The comfortable villages to the south on part of the Weald tend to conservatism and those in the Cranbrook-Hawkhurst area are very up-market and wealthy but look more to Tunbridge Wells, and were once in the much larger Ashford seat. They are high end residential with a residual farming and a commuter aspect.
This has all resulted in a diminishing constituency size as the central population expanded and peripheral bits were stripped away. This paring down has not been successful and it is likely to lead to a 'dustbin' constituency with no central point, significant town or rationale being constructed for the 2021 Review. My own solution would be to take back in all the obvious components of a Greater Maidstone until the numbers are sufficient for two seats (Maidstone North and Maidstone South or East and West) by absorbing the estates and villages to the east from Faversham, and Aylesford, the Mallings and other peripherals that look to Maidstone and not really anywhere else.

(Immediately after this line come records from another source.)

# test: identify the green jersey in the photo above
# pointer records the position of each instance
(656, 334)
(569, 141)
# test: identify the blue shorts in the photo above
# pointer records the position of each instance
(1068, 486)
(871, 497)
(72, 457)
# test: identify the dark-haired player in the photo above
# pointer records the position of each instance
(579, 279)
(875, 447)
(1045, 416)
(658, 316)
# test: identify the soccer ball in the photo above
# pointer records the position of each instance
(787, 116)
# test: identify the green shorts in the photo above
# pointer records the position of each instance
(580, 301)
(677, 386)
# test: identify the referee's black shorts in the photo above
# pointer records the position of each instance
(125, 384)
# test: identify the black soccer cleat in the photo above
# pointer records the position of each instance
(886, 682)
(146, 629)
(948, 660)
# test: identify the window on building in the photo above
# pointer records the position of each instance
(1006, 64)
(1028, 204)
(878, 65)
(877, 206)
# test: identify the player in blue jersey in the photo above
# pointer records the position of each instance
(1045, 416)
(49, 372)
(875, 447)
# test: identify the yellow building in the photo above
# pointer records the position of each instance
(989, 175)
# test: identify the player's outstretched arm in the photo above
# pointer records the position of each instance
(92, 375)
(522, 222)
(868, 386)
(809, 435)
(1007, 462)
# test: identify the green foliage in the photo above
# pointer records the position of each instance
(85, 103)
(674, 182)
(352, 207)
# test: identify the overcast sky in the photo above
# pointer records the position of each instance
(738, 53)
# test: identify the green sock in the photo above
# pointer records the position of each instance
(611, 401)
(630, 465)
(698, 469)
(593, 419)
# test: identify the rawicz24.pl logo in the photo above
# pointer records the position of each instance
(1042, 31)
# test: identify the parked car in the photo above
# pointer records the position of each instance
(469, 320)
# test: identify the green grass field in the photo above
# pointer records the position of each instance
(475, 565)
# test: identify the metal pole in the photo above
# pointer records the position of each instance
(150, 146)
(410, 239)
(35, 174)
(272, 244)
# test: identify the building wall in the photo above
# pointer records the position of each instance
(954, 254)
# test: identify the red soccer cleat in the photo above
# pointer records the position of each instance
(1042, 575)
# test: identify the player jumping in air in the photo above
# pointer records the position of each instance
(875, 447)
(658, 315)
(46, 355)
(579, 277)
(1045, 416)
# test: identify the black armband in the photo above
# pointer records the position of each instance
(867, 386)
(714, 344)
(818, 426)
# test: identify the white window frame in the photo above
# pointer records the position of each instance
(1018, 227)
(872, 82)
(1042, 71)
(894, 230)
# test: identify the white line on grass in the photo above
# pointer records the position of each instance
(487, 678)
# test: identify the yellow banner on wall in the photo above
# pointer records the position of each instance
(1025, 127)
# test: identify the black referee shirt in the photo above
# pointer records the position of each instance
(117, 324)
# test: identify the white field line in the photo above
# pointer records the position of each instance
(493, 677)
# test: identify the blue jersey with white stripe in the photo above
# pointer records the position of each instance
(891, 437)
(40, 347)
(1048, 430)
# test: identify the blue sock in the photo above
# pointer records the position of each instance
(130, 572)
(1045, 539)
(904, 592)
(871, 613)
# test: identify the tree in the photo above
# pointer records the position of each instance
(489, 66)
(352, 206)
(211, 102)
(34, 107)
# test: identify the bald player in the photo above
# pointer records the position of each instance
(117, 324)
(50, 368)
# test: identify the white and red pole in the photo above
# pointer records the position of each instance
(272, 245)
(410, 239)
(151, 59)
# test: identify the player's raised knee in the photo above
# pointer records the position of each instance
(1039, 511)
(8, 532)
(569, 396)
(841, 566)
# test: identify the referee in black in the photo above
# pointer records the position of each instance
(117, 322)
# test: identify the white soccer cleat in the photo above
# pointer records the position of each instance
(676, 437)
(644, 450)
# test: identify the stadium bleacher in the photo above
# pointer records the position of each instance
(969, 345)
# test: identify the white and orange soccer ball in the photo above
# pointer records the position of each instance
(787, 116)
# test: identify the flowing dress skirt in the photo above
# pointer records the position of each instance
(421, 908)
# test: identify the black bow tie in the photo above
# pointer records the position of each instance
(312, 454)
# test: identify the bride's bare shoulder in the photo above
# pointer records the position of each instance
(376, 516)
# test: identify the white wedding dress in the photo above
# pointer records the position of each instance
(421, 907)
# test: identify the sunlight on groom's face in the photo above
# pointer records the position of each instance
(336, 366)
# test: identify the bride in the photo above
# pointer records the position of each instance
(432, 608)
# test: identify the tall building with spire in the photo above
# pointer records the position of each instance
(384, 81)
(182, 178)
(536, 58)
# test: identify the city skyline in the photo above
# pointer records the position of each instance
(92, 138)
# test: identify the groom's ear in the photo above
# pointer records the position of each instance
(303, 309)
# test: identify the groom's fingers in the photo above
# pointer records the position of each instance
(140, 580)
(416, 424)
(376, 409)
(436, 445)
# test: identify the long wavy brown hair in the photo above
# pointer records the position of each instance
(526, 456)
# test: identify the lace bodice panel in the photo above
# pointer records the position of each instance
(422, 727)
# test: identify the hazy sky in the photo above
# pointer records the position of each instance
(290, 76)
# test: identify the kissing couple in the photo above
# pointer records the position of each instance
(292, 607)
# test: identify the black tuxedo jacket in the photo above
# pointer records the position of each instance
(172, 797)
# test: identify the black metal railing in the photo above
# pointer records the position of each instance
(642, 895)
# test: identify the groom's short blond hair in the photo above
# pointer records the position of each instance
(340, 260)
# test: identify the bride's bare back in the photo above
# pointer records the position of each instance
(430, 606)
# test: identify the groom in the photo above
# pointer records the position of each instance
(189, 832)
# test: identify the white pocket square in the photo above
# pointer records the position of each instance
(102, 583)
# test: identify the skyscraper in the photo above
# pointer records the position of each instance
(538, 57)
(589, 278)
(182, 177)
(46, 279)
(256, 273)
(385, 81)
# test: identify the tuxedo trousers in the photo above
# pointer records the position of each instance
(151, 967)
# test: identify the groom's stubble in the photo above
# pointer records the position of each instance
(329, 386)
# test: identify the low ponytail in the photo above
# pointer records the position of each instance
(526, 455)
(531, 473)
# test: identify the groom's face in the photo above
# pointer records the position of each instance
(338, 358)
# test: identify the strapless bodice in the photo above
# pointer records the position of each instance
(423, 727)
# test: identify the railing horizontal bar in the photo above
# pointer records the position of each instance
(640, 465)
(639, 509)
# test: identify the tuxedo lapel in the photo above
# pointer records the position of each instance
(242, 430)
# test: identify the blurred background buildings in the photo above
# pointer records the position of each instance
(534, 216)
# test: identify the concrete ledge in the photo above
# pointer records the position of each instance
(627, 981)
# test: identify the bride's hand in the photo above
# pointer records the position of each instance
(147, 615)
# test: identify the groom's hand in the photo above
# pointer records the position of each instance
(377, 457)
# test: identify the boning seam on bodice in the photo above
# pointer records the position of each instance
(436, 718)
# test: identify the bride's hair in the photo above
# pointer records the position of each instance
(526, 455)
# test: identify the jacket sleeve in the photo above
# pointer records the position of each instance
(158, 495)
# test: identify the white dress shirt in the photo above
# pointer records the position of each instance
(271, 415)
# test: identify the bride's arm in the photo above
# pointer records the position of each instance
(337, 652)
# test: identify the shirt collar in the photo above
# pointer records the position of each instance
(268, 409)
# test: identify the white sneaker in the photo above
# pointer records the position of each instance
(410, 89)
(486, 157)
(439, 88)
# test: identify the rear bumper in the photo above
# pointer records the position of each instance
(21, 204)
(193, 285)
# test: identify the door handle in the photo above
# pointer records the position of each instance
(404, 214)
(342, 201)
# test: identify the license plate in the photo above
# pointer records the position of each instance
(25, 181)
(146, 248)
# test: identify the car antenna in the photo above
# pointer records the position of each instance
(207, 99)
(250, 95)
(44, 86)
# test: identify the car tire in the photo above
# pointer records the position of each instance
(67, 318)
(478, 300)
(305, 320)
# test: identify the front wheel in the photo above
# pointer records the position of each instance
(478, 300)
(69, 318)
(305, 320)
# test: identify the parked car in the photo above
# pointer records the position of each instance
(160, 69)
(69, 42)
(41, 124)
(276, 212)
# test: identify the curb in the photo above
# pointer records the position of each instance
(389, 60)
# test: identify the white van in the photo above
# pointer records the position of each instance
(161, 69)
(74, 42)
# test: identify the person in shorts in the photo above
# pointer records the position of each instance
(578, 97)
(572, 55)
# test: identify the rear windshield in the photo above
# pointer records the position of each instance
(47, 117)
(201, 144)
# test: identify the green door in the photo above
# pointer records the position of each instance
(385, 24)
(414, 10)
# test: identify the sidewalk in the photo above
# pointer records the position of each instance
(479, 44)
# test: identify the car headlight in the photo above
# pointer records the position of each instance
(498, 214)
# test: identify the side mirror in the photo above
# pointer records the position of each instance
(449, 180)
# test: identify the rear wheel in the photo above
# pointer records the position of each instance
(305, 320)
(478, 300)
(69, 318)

In the modern age this seat has been conservative and close, a bit introverted and hard-edged Kentish. The Conservatives have had the benefit of well divided opposition until the threat of Labour collapsing altogether. It would need a total collapse of Labour coupled with heavy unpopularity of the Conservatives and a strong LD organization and candidate to even run this near to close. The Conservative share has stiffened from sound 40% range up to majoritarian 60% and will take some shifting in a non-volatile electorate of innate conservatism. In the doldrum of 1997 the Conservatives still had a margin of 17.9% that doubled in the Corbyn-surge year of 2017 to 34.2%, and now rests on a heavy 42.1% margin. Labour came closest in a 1945 'near' straight fight on the old boundaries at 45.7% vote with a 7.6% Conservative margin, after an amazing 18.7% Swing to them. By 1959 it was a Conservative margin of 21% on a straight fight, and in the Thatcher 1979 GE up to 29.3% because of a near perfect divide of 23.2% exactly for each of Liberal and Labour parties. The LD best year by far was 2010 when they came second with 36% and reduced the Conservative margin to 12%. In 2015 that margin was back to 21.4%, and in each case the Conservatives had the 'drag' of UKIP as well.
This is a seat that looks likely to keep returning Conservatives to the HOC because it is a balanced community in a pleasant interesting area near to the Medway Towns, easy commute to London and with a wide spread of well paid employment and many outlying village areas full of owner occupiers that can still outvote the total opposition in the town of Maidstone by themselves.